Gwiazdy, które goszczą u siebie uchodźców z Ukrainy. Niektóre zaskoczyły swoich fanów
W obliczu brutalnej rosyjskiej agresji na Ukrainę Polacy pokazali, że potrafią się zjednoczyć w pomocy. Te gwiazdy przyjęły uchodźców pod swój dach i zapewniły im bezpieczeństwo.
Slajd 1 z 7
Choć Natalia Siwiec sama nie przebywa w Polsce, wzięła pod opiekę czteroosobową rodzinę z Ukrainy, zapewniając jej dach nad głową i wszystkie niezbędne środki. Ze względu na dystans, gwiazda udziela poza tym głównie pomocy finansowej.
Slajd 2 z 7
Joanna Jabłczyńska udostępniła dla uchodźców swoje mieszkanie na Wilanowie. Poczyniła prężne przygotowania przed przyjęciem ukraińskiej rodziny. Zadbała o wszystkie szczegóły — na miejscu czekały ciastka, akcesoria dla dzieci, a nawet butelka wina.
Slajd 3 z 7
Rok temu Maciej Stuhr przyjął uchodźców z Czeczenii. Dziś gości pod dachem cztery osoby: rodziców z dwiema córkami. Syn pary jest wieku poborowym i pozostał w Ukrainie.
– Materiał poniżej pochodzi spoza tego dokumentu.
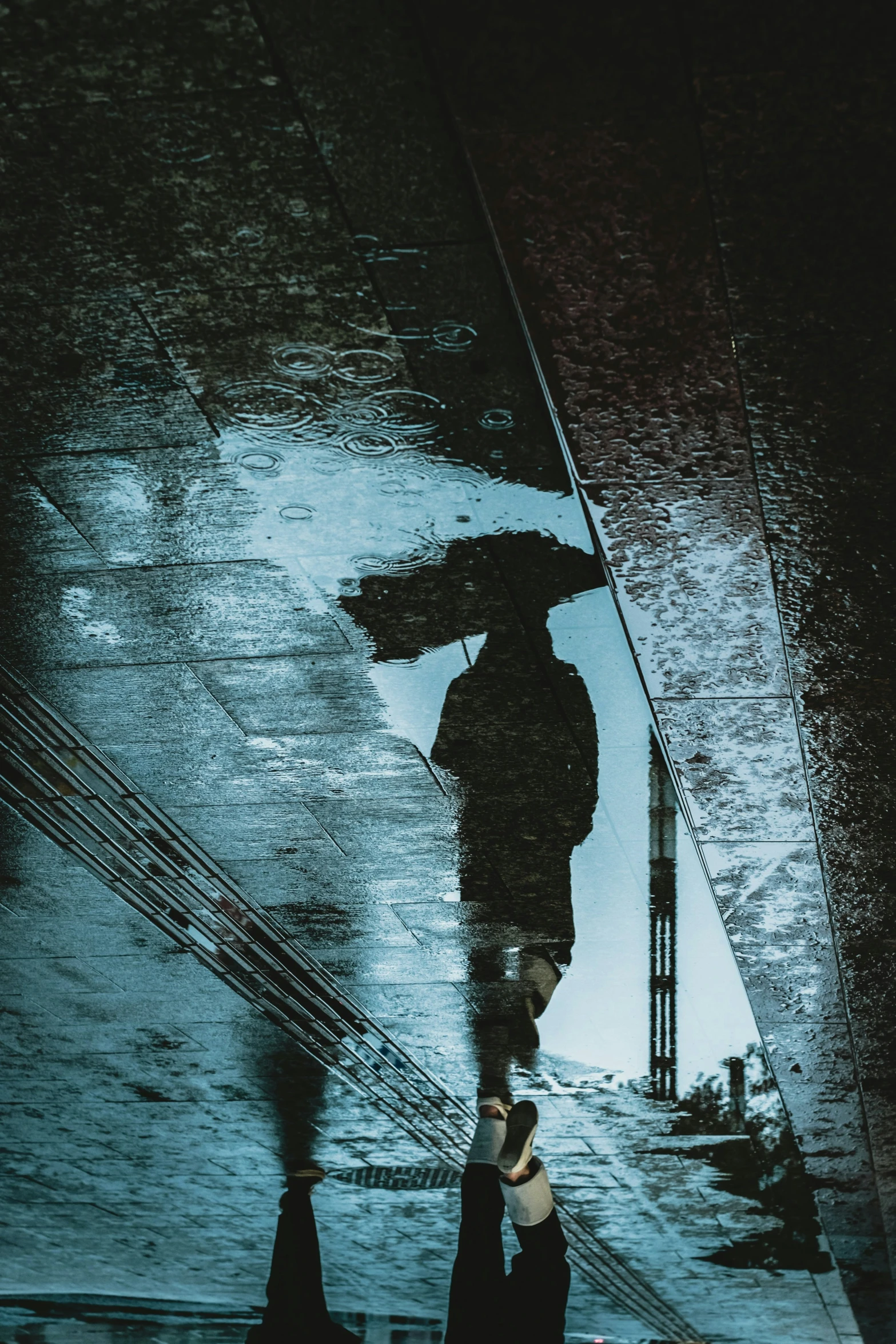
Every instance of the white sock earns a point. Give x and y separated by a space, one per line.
528 1202
488 1140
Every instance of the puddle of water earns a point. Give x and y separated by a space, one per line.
602 976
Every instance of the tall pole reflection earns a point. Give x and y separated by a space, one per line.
663 928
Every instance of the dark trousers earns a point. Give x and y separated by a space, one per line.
524 1307
296 1311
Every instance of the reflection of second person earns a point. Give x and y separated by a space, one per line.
527 1306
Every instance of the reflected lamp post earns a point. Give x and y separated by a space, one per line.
663 928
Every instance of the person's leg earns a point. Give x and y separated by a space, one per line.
296 1311
539 1281
476 1301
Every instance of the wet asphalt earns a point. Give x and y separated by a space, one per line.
332 785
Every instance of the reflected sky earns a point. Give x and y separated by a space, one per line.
481 597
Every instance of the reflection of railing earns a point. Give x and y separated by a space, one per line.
74 795
663 928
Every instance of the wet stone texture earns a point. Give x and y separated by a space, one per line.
246 279
591 152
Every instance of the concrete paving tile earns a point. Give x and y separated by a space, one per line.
54 54
38 975
39 538
773 901
270 770
256 831
164 616
206 195
89 375
164 703
740 768
426 291
398 172
317 924
229 335
136 508
402 827
376 964
289 697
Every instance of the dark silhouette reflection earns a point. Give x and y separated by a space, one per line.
296 1084
519 735
766 1168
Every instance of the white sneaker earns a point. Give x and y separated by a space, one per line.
516 1151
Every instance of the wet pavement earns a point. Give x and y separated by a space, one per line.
340 773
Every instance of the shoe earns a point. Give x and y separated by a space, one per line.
516 1151
499 1103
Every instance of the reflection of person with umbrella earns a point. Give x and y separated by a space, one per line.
517 731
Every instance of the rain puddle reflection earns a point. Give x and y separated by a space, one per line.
589 945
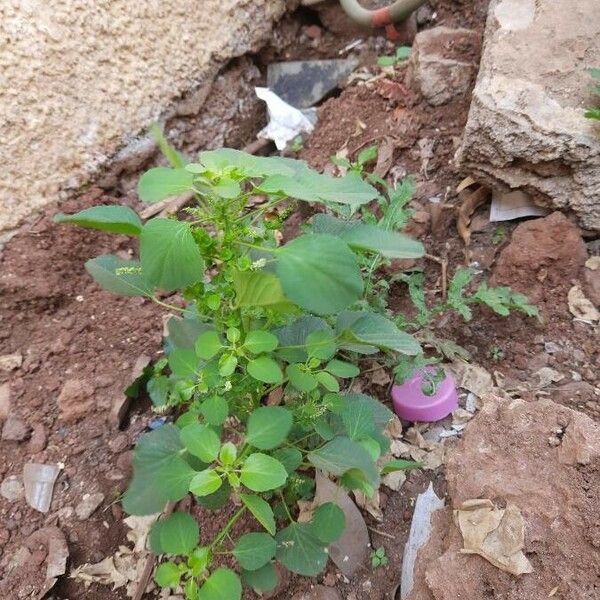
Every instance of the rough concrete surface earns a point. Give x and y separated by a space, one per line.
544 459
526 127
78 81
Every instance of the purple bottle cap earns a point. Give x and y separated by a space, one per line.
411 404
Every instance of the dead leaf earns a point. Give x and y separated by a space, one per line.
580 307
464 184
385 157
351 550
496 534
467 208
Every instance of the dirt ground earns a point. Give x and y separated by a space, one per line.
66 329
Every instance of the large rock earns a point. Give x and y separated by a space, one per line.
544 459
526 127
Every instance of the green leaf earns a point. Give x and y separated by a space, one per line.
169 255
254 550
205 483
400 465
258 342
179 533
342 454
119 276
320 344
162 182
265 369
261 473
268 426
215 410
183 362
378 331
262 580
222 584
358 419
300 550
311 186
319 273
290 458
329 522
167 575
328 381
257 288
160 473
208 344
114 219
342 369
301 379
261 510
364 236
201 441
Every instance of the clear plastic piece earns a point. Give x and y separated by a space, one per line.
39 484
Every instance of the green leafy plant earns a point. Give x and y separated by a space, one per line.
402 53
379 558
263 338
594 113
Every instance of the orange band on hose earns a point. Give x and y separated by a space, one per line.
381 17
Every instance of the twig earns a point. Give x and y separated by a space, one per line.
149 566
389 536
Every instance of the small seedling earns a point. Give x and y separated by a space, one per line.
496 353
378 558
402 53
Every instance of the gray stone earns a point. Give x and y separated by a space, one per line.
88 505
435 66
303 83
15 430
526 127
12 488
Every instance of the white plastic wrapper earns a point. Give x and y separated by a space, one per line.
285 121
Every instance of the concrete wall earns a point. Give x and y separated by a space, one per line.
79 79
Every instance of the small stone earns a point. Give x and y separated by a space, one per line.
38 440
10 362
15 430
12 488
75 400
89 503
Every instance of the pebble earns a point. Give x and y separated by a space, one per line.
89 503
15 430
12 488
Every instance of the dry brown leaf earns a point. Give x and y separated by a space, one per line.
580 307
496 534
466 210
385 157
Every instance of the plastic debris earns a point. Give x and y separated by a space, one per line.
39 484
514 205
496 534
420 530
303 83
285 121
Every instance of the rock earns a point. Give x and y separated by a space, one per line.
435 68
38 440
555 487
318 592
75 400
543 254
526 127
89 503
12 488
4 401
10 362
15 430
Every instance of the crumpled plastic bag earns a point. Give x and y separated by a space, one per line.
496 534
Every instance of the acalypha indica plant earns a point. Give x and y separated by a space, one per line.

Rodzina pochodzi z Afganistanu, jednak od lat mieszkała na Ukrainie.
Slajd 4 z 7
Zygmunt Chajzer już 3 dni temu powitał w domu swoich ukraińskich gości. Pod dachem celebryty znalazły się cztery kobiety i dwójka dzieci. Po trwającej całą dobę podróży uciekinierki wreszcie znalazły bezpieczne schronienie.
Slajd 5 z 7
Jak poinformowała na Instagramie Maja Ostaszewska, pochodzące z Kijowa Daria, Elena i malutka Wika są już bezpieczne pod jej dachem. Aktorka przyznała, że był to ciężki czas, długo oczekiwała na przejściu granicznym w Krościenku, zanim wreszcie kobiety i dziewczynka dotarły ze Lwowa. Teraz uciekinierki są już bezpieczne w Warszawie. "Były tak wykończone, ze najpierw zabrałam je do moich rodziców" - mówi aktorka.
Slajd 6 z 7
Gwiazda przyjęła pod swój dach dwie, jak mówi — wspaniałe dziewczyny: Olgę i Oksanę, oraz gromadkę dzieci. Aktorka wyjaśniła, że chciała stworzyć dla kobiet namiastkę przytulnego domu, wie jednak, że obie chcą jak najszybciej wrócić do dawnego życia.
Slajd 7 z 7
Michał Wiśniewski bardzo zaangażował się w pomoc uchodźcom. Od razu po powrocie z urlopu wyruszył wraz z synem na granicę, aby oferować transport ukraińskim rodzinom. Jedna z nich zamieszkała na jakiś czas w domu artysty, póki nie znalazł jej nowego lokum. Gwiazdor przyznaje, że jest otwarty na przyjęcie kolejnych potrzebujących.